La sinistra è in una situazione drammatica. Ha di fronte una destra rampante che quando andrà al potere lo eserciterà in modo brutale. E non possiamo dire ’non sapevamo’: che altro deve fare uno che va in tv in divisa militare per dire cosa farà se andrà da solo al potere? Ma ve lo immaginate Napolitano ministro degli interni vestito da militare? È chiaro che sono tappe di avvicinamento all’autoritarismo. Nel Pd c’è un’anima neoliberista rappresentata, in modo raffinato e colto da Enrico Letta, in modo industriale da Calenda, in modo politico da Renzi. Calenda e Renzi possono fare un partito di centro, che farebbe uscire dall’equivoco Zingaretti, farebbe rientrare quelli che se ne sono andati perché non sopportavano Renzi. E poi sarebbe un futuro alleato del Pd. Non c’è nulla di male ad essere neoliberisti. Basta non alimentare equivoci e non stare in un partito che dovrebbe essere socialdemocratico. Comunque per fare tutto questo ci vogliono otto anni.

Otto anni?

Il tempo fra la fine di questo governo e un governo di destra.

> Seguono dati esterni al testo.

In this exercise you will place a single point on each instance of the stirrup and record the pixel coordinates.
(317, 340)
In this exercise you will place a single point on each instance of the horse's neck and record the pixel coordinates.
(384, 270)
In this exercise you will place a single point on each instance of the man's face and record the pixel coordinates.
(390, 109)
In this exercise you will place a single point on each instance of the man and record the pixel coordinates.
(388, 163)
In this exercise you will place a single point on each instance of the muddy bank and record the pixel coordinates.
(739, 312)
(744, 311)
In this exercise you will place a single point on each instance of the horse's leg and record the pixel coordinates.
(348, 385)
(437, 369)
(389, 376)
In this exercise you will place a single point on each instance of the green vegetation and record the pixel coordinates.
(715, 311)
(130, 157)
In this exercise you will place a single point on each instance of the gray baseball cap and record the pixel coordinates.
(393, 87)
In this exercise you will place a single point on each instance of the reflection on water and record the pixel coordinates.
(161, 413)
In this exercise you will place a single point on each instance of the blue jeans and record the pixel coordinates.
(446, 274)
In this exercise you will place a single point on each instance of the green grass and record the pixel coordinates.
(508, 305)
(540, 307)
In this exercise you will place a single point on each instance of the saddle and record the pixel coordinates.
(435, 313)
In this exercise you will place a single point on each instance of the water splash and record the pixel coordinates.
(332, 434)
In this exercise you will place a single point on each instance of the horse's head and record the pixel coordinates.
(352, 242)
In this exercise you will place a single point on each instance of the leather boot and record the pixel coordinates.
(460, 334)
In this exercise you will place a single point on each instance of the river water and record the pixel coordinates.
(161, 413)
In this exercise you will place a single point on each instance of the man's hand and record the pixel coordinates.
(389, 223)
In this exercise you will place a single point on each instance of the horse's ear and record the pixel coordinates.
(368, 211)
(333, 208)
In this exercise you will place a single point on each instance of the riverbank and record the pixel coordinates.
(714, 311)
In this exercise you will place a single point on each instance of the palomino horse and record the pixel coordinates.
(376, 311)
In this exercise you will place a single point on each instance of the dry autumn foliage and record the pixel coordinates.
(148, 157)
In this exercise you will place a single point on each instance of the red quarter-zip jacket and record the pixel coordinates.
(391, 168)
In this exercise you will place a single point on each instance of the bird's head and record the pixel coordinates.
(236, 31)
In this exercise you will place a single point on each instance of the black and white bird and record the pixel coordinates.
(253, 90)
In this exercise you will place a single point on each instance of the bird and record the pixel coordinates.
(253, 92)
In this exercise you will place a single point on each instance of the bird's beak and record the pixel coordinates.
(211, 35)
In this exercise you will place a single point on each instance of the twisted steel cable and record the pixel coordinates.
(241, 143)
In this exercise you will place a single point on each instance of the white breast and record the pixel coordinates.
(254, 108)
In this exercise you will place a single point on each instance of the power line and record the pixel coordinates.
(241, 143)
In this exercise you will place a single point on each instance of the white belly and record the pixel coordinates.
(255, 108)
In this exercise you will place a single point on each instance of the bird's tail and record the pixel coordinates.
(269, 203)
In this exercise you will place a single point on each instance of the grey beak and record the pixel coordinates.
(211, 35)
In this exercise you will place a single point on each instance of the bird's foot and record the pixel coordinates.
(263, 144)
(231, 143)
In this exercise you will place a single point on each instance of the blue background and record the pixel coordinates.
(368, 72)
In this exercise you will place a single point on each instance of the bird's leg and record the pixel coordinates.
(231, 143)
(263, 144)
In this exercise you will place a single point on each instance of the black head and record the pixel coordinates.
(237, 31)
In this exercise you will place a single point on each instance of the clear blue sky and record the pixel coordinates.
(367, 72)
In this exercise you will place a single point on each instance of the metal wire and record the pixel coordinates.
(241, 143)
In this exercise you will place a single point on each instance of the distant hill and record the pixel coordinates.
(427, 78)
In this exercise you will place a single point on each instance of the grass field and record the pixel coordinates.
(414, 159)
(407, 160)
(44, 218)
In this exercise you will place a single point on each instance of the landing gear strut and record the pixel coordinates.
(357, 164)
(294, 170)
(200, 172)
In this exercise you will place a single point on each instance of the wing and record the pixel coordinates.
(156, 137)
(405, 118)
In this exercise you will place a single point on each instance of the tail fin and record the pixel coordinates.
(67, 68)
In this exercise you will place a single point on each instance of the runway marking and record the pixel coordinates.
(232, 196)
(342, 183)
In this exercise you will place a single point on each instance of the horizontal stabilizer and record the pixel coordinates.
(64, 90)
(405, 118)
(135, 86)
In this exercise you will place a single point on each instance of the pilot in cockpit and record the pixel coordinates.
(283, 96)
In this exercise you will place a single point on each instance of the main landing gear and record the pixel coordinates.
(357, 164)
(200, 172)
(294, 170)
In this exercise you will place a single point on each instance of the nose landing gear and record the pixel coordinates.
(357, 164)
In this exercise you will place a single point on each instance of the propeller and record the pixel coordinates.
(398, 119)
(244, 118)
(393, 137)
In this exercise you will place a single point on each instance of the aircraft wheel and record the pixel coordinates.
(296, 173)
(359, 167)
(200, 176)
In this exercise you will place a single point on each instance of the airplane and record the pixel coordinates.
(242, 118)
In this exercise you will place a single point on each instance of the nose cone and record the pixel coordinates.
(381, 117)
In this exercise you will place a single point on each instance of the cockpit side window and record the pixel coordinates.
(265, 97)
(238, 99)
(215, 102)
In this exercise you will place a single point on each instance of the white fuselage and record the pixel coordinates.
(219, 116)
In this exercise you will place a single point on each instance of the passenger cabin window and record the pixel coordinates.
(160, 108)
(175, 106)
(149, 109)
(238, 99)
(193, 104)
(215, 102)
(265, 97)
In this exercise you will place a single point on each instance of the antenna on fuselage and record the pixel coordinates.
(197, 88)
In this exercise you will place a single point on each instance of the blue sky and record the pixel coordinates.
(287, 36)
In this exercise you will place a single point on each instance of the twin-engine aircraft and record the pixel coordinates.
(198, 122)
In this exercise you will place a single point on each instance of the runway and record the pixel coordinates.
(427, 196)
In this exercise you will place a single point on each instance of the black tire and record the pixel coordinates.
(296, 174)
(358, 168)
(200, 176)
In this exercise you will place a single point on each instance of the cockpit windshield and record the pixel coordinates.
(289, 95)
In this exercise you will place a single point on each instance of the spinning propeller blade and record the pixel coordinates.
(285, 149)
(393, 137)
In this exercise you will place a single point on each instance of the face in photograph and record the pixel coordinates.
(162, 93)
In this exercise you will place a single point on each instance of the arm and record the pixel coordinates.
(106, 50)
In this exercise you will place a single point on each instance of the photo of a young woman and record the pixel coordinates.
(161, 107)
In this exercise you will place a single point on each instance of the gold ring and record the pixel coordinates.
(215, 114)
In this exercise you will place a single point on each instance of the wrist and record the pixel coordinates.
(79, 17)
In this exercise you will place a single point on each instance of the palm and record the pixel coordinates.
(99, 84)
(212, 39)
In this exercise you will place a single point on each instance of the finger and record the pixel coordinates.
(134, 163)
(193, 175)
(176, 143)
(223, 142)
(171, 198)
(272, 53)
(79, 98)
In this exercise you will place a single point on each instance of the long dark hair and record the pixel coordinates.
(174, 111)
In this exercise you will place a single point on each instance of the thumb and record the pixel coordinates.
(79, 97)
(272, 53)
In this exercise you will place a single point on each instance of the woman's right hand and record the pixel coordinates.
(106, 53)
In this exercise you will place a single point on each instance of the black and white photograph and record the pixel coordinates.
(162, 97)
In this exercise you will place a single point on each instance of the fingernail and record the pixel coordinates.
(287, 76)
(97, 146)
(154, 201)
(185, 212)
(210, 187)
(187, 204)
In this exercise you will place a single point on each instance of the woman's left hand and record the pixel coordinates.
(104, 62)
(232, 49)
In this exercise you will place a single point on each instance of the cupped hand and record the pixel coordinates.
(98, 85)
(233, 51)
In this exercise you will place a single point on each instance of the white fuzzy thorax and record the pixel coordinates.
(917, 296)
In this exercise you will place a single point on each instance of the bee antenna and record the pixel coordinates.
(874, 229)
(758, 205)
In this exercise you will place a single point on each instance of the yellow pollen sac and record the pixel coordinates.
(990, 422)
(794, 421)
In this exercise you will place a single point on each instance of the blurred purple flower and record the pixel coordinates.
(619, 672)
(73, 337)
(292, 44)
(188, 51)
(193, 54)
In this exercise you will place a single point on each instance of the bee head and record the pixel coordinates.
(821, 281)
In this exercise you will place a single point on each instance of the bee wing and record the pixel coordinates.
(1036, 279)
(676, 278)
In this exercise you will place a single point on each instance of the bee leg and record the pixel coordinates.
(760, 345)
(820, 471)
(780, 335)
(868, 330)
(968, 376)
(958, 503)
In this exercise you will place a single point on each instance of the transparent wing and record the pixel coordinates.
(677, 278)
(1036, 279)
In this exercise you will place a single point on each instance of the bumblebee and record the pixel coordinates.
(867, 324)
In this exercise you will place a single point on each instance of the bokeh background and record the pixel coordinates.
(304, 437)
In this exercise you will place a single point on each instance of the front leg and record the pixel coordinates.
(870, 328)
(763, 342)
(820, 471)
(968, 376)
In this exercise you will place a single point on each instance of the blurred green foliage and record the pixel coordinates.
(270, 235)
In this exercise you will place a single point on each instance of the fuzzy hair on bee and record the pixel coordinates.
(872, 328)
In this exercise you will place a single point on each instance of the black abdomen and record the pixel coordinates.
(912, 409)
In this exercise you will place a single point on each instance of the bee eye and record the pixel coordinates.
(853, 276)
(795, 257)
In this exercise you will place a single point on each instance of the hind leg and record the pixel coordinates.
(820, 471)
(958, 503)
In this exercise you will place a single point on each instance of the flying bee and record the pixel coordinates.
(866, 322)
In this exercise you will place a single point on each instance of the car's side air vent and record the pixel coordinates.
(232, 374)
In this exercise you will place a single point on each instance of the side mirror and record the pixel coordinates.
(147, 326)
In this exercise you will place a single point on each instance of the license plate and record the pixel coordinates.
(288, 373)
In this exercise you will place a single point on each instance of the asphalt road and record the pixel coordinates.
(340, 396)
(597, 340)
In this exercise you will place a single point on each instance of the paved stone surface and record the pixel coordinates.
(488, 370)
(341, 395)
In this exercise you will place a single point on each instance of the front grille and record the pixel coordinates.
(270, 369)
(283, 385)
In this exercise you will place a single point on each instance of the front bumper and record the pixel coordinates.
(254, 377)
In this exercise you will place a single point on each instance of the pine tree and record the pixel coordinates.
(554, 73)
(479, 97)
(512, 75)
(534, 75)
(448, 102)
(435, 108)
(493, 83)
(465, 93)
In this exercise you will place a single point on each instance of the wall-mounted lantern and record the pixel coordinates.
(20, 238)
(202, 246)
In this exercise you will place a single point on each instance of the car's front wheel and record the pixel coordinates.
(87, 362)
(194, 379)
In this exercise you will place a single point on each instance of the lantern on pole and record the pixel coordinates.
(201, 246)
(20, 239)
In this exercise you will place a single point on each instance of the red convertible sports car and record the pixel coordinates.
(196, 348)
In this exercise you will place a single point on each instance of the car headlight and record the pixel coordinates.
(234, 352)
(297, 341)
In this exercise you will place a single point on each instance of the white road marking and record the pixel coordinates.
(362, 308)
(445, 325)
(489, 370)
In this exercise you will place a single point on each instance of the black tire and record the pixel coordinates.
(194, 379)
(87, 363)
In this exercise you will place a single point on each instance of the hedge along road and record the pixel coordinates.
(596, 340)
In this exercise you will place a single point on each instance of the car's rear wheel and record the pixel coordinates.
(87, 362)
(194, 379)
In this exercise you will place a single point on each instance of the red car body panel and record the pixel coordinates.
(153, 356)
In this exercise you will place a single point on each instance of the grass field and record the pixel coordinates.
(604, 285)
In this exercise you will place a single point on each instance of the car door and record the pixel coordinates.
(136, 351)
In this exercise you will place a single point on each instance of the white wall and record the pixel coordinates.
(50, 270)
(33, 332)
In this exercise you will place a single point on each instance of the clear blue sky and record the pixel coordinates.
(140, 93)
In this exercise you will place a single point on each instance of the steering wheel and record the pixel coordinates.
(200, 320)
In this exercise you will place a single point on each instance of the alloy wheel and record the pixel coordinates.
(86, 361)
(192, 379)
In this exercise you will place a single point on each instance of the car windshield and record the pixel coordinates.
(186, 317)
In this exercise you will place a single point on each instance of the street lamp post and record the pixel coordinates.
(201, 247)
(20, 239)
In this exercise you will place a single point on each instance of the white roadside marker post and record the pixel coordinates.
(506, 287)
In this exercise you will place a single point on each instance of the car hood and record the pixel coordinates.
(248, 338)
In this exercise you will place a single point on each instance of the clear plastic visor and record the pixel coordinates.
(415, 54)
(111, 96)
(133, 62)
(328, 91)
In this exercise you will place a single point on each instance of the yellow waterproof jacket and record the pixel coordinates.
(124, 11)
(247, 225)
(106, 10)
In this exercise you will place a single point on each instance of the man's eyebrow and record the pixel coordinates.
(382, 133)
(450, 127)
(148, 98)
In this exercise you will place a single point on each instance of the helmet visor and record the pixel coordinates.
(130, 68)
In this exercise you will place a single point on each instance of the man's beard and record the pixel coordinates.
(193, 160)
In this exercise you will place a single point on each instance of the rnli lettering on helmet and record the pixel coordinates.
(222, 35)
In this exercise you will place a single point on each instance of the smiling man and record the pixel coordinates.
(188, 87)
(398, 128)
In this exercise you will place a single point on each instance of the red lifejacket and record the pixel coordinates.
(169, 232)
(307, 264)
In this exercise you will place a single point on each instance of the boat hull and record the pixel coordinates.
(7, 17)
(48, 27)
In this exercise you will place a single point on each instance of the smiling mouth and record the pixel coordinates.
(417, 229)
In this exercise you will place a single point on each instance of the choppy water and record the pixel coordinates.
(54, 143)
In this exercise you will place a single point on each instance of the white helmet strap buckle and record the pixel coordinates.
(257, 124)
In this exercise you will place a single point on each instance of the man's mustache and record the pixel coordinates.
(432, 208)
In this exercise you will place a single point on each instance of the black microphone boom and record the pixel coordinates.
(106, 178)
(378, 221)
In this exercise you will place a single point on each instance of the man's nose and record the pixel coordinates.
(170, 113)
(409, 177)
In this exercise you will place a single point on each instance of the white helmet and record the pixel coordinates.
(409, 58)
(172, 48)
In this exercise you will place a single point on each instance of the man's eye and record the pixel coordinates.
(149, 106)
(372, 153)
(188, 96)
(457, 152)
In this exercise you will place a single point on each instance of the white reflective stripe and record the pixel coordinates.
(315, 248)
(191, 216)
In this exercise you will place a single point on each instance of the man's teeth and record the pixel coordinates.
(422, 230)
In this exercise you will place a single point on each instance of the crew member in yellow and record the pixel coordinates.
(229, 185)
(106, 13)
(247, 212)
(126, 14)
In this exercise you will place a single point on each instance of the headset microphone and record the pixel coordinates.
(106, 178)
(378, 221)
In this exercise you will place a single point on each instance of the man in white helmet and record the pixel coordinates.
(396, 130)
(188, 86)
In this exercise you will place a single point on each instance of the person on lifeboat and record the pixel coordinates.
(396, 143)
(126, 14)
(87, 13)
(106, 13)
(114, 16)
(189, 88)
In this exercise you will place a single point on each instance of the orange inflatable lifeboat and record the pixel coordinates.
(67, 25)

Il Pd però un passo avanti lo ha fatto. In molti lo hanno votato per fermare l’onda nera.

Ma altrettanti non lo hanno votato perché ancora la sterzata a sinistra di Zingaretti non è arrivata. È vero, un primo passo lo ha fatto. Ma finché non si libera del blocco neoliberista non può essere un partito davvero socialdemocratico. Marattin, per dire, è un economista colto e intelligente, ma non è socialdemocratico.

Torniamo all’M5S al bivio.

Non hanno un modello politico, neanche una cultura politica. Stimo Di Maio ma deve maturare e non ha una base teorica e quindi dice le fesserie di Casaleggio. Solo che dette da Casaleggio padre avevano una loro fosforescenza, dette da Casaleggio figlio non hanno senso: lui è niente più che un manager milanese. I 5 stelle sono inguaiati: se restano al governo finiranno di essere spolpati. Dovrebbero trovare la scusa buona per rompere. Ma non lo faranno: perché quando uno va al potere non lo molla. E perché molti stanno al secondo mandato.

Si sono intrappolati da soli?

Si sono infilati in un vicolo cieco. Dal quale usciranno solo quando saranno ridotti alla disperazione e diventati un partito minoritario. E non avranno scampo: dovranno allearsi con il Pd. Sempreché il Pd sia disponibile. Ma su questo sono ottimista: sia il Pd che i 5 stelle sono diversi da un anno fa. Un ano fa nei 5 stelle c’era un 45 per cento di sinistra e nel Pd c’era una maggioranza di renziani. Oggi nei 5 stelle sono rimasti soprattutto quelli di sinistra, e nel Pd ha vinto l’ala di Zingaretti. Gli elementi di dialogo sono più di prima.